The FCA also said firms should align their approach to supporting consumers in the current economic environment with the firm’s business strategy.

“Your firm’s remuneration policies should be designed to support the expectations set by the new consumer duty when it comes into effect,” it said. 

The FCA said firms with a fiscal year-end of December 31 should submit their remuneration policy statement and relevant tables by August 31 2022.

Along with their RPS, firms are expected to provide a short summary of the key points in the RPS, including any key changes made in the last year, an explanation of how the firm has assured that the overall remuneration policies support the firm’s purpose, business strategy and values and incentivise the right behaviours, and how the firm’s approach to paying variable remuneration will be considered in the continuing context of the pandemic. 

ESG & diversity push

The City watchdog said financial services firms are increasingly embedding wider environmental, social and governance considerations into their strategies and activities. 

“We are committed to consulting on a new regulatory framework for ESG,” it said. “We want to embed positive change through our ESG priorities. 

“In line with the government’s expectations, we will have regard to the government's commitment to achieve net zero by 2050 when carrying out our duties.
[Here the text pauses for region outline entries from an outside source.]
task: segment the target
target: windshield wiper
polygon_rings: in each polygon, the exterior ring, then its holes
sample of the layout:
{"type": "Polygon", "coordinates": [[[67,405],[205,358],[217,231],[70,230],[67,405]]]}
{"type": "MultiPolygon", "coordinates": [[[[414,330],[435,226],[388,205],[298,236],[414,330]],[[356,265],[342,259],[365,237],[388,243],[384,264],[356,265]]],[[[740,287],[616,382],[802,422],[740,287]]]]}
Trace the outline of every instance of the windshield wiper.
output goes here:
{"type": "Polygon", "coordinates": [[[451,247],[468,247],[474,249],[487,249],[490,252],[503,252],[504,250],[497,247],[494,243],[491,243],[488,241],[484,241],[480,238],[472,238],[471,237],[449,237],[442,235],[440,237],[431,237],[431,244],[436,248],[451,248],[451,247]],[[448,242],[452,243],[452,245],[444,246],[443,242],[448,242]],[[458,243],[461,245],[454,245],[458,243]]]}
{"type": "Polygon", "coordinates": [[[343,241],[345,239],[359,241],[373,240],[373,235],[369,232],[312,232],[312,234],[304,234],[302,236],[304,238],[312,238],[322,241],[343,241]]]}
As firms respond to evolving regulatory, societal and customer expectations in this area, firms may wish to review whether incentives for their senior leadership and other material risk takers are aligned to these wider ESG risk factors.”

The regulator said financial markets have a critical role to play in helping to achieve a transition to a greener and more sustainable economy and many firms have set net zero targets and joined associated industry alliances. 

It explained that firms may wish to use remuneration and incentive programmes as a lever to align incentives with these commitments. 

“We believe that linking progress against these commitments to a measurable proportion of pay could be effective in encouraging individuals to take accountability for change,” it said. 

Considering diversity and inclusion, the FCA said while there are a number of positive industry initiatives underway, progress to increase diversity of representation remains relatively slow across the financial sector. 

The FCA argued that remuneration and incentives have a part to play in supporting diversity in the firm. 

“Better data is important in understanding representation and underlying issues. We understand that many firms face challenges in achieving sufficiently high declaration rates when trying to improve and broaden their diversity data, especially for some characteristics,” the regulator said.

“We believe that, to increase declaration rates, it is important to build understanding and trust with employees about how their data will be used.”

In the letter, it said: “In your role as chair, your oversight of the link between the performance management framework and incentives is critical and you may wish to review how remuneration policy takes into account some of the risks that an employee’s working preferences negatively influence their remuneration.”